On se demande ce que feront tous ces gens lorsque l'Etat, en faillite, licenciera 10 ou 20 % de ses fonctionnaires, comme cela se passe actuellement dans d'autres pays.

Tous ces gens-là sont probablement sincères dans leur folie. N'oublions pas que nous sommes au pays où un député français a fait un chantage au suicide parce qu'une usine devait se déplacer de quelques dizaines de kilomètres à l'intérieur (ou en dehors) de sa circonscription... et que sa menace a été jugée suffisamment sérieuse pour que les plus hautes autorités de l'Etat fassent pression sur le gouvernement japonais afin de lui sauver la vie.

Et il s'agissait d'un "centriste". Qu'est-ce que ça aurait été s'il avait appartenu "aux extrêmes", comme disent les bonnes âmes...

Les Français souffrent d'une pathologie mentale collective, tout simplement. Cela s'appelle le socialisme. Mais pas de souci : à bout de souffle, il sera remplacé d'ici peu par l'islamisme.

Au fait, la charia vient d'être introduite dans le code civil par le biais de la prétendue "finance islamique". L'Arabie Saoudite va nous faire la bonté de racheter la dette française, et imposer l'islam en échange.

Ca ne vaut pas un petit billet, ça ?

Écrit par : Robert Marchenoir | samedi, 19 septembre 2009


Robert Marchenoir, champion du monde. Oui, il existe un lien entre les suicides chez France Telecom et l'islamisation de l'univers. Extraordinaire, absolument sublime.

Écrit par : Chitah | dimanche, 20 septembre 2009


Pour ceux qui l'ignoreraient : Chitah est musulman.

Écrit par : Robert Marchenoir | dimanche, 20 septembre 2009


Et cela entraine une impossibilité d'être libéral voir plus ?

Écrit par : Ahmad | dimanche, 20 septembre 2009


Bien entendu, Ahmad (j'espère que vous n'êtes pas un nouvel avatar de Chitah). Etes-vous musulman ? Connaissez-vous l'islam ?

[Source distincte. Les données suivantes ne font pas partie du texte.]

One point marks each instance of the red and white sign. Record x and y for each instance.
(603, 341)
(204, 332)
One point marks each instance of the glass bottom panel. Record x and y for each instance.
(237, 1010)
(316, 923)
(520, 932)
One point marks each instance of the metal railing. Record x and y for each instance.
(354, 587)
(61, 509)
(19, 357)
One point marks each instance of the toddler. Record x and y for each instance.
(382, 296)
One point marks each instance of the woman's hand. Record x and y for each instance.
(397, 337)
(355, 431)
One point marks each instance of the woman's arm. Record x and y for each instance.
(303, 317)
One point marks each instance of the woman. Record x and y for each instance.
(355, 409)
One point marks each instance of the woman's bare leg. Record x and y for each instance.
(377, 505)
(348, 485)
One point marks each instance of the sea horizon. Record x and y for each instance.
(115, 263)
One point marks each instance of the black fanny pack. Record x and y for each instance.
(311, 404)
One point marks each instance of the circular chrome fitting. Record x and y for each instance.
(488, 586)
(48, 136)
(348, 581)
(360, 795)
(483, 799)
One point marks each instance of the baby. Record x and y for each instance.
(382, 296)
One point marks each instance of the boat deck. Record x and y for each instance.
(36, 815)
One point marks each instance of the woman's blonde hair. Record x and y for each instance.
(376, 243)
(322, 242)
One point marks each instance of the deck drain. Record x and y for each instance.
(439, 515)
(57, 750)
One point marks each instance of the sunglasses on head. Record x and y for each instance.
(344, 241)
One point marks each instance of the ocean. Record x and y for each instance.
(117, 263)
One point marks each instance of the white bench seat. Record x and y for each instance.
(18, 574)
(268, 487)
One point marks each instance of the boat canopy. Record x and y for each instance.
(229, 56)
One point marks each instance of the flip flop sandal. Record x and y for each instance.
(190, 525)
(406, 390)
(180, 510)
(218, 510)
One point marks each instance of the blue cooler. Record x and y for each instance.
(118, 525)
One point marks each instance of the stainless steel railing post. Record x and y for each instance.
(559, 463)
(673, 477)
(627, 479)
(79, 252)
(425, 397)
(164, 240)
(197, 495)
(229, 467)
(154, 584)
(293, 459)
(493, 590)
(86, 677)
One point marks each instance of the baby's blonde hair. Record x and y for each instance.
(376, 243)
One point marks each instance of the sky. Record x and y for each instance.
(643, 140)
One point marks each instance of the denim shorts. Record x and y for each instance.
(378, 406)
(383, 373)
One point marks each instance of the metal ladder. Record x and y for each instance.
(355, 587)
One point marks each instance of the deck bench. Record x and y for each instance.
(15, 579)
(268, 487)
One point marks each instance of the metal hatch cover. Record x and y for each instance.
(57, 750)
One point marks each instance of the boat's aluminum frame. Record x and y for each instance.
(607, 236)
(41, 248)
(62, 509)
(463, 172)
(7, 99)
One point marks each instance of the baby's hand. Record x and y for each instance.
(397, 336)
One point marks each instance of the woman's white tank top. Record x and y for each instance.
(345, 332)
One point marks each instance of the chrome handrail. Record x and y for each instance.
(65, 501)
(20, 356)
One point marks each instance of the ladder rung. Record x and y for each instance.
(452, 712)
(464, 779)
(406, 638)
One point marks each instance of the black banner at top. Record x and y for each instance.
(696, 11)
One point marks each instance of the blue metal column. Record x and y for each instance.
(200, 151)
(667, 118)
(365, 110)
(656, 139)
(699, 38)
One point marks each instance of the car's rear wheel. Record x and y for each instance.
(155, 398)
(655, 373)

L'islam est fondamentalement contradictoire avec la démocratie et avec la liberté individuelle. Le dogme est clair à ce sujet, et cette position a été rappelée à de multiples reprises par d'innombrables responsables musulmans contemporains à travers le monde, qu'il s'agisse de religieux ou d'hommes politiques.

La démocratie, c'est la loi des hommes. C'est une impiété pour l'islam, pour lequel la seule loi qui vaille est la loi divine. C'est la raison d'être de la charia, qui ne gouverne pas seulement la sphère spirituelle, mais bien l'ensemble de la sphère temporelle.

La liberté individuelle n'a pas de sens dans une religion dont le nom signifie "soumission". En islam, l'esclave est soumis à l'homme libre, la femme est soumise à l'homme, le dhimmi (chrétien ou juif) est soumis au musulman, le musulman est soumis à Allah.

En matière économique, l'islam est explicitement anti-capitaliste, puisqu'il interdit le prêt à intérêt. Il institue, d'autre part, un impôt obligatoire, dont il fixe lui-même le taux.

Écrit par : Robert Marchenoir | dimanche, 20 septembre 2009


Robert Marchenoir, je partage plutôt votre analyse sur les mentalités d'une partie de la population attachée à des acquis de plus en plus inadaptés et nocifs. Les jeunes sont heureusement plus lucides et plus ouverts au changement. Mais au terme de votre propos, vous repartez sur un axe inapproprié. On ne va pas rouvrir ici le débat sur l'islam, même si sa compatibilité avec le capitalisme est un sujet intéressant. Autre billet en perspective.

Écrit par : Aurelien | lundi, 21 septembre 2009


Un axe "inapproprié" ? Diable ! Que signifie ce morceau de novlangue ? Inconvenant, parce qu'on ne parle pas de ces choses-là ? Parce qu'il ne faut pas froisser nos nouveaux maîtres ? Parce que c'est constitutif du crime de malpensée ?

Moi, je connais "vrai" et "faux". Mais "inapproprié"... non, je ne vois pas, vraiment. Mais je lirai votre futur billet.